Para os caminhantes, há tantas possibilidades que seria uma escolha difícil. Eu imagino (em uma grande viagem) conectando Cinque Terre e a Costa Amalfitana. Começando em Levanto, depois os Alpes Apuanos, depois o “Sentiero degli Dei”, ou “Caminhos dos Deuses” que liga Bolonha a Florença. E depois Urbino e Norcia, e algumas jóias menos conhecidas como Santo Stefano di Sessanio, Camerino, Gubbio, Pennabilli e San Sepolcro. Sibillini e Campo Imperatore, Roma e Nápoles e finalmente Amalfi.
Os produtos locais consistem em castanha e espelta, mel, cogumelos, queijo (o melhor parmesão vem dos Apeninos na província de Reggio Emillia), carnes frias suculentas, bagas e trufas pretas.
Os pratos característicos dos Apeninos são tortelli (massa fresca recheada com queijo e legumes), polenta servida com cogumelos ou caça selvagem, e tigela e crescentine (substitutos do pão servido com presunto local ou banha de porco para barrar).

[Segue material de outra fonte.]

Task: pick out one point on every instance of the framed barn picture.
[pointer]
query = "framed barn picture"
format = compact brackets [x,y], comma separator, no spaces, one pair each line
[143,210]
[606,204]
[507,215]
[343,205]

A ostra dos Apeninos são lugares simples e autênticos onde se serve vinho genuíno e comida simples. Quando o serviço termina, os locais jogam às cartas ou simplesmente se reúnem para conversar sobre café ou vinho tinto.
Então, se você está procurando a “verdadeira” Itália, os Apeninos podem ser o seu próximo destino. A melhor altura para ir seria de Maio a Julho, e em meados de Setembro.